Tobacco ‘trying to disrupt’ plain packs
- From: AAP
- November 29, 20123:53PM
FEDERAL Health Minister Tanya Plibersek says big tobacco is trying to disrupt plain packaging, which comes into force this weekend.
Under Labor’s world-first laws all cigarettes must be sold in drab olive-brown packs from Saturday.
Large graphic health warnings will dominate the packs and brand names will be written in a small, generic font.
But small retailers have complained that some manufacturers are refusing to swap left-over branded stock for plain packs.
“This is a deliberate tactic to disrupt plain packaging,” Ms Plibersek said in a statement on Thursday.

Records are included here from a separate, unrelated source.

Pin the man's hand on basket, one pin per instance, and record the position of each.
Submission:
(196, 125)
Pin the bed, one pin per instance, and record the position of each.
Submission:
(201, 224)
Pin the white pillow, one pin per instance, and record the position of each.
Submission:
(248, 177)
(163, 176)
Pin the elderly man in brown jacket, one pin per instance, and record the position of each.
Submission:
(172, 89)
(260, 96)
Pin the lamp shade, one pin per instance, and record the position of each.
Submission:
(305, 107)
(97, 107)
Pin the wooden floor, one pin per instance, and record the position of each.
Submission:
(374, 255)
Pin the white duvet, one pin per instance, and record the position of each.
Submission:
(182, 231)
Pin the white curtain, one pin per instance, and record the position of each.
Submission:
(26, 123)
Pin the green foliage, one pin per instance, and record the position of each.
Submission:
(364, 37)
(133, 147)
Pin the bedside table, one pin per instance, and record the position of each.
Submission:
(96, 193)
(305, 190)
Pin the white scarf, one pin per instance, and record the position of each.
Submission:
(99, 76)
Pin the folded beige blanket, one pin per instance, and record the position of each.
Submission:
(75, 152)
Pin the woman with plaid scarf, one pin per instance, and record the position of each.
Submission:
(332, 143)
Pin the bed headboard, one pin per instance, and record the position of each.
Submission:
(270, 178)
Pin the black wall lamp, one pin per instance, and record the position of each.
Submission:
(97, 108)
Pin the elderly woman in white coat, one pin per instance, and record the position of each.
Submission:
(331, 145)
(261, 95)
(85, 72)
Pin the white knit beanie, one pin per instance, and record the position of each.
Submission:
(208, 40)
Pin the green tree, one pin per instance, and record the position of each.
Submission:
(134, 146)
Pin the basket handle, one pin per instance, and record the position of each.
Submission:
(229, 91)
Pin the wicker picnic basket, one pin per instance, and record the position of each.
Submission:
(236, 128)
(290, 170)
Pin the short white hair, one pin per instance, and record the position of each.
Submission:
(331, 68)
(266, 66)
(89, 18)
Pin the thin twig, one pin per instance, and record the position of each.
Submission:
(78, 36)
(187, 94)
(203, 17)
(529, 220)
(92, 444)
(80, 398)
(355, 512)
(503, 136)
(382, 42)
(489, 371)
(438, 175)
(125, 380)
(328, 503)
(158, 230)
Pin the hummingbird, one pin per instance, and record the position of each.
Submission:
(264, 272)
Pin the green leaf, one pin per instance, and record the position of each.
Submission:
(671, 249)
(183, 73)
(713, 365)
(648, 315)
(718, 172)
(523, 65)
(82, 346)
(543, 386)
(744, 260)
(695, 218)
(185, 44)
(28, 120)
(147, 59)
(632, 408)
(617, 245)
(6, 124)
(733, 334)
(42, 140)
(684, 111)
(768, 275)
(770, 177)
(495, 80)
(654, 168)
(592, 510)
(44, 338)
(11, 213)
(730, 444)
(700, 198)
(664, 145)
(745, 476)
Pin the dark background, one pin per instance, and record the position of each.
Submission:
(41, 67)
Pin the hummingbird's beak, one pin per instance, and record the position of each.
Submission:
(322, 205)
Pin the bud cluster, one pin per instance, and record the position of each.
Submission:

“We call on all manufacturers to work with small business and take back non-compliant stock.”
Ms Plibersek said big tobacco had been given a year to get ready for plain packaging and the government wouldn’t let them “cause chaos” at the last minute.
Any small retailers caught selling branded packs from Saturday wouldn’t face heavy fines straight away.
“In the first instance we will take an educative approach to help them comply with the new legislation,” the minister said.
The federal health department also has raised concerns about manufacturers putting travel destination codes such as AUS, LDN and NYC, as well as ringed watermarks, on cigarettes to make them look more sophisticated.
A spokesman for Ms Plibersek on Thursday said the companies had now “agreed to change the alphanumeric codes and remove the watermarking”.
The High Court backed the government’s plain-packaging legislation earlier this year saying it involved regulating, not acquiring, big tobacco’s brands and logos.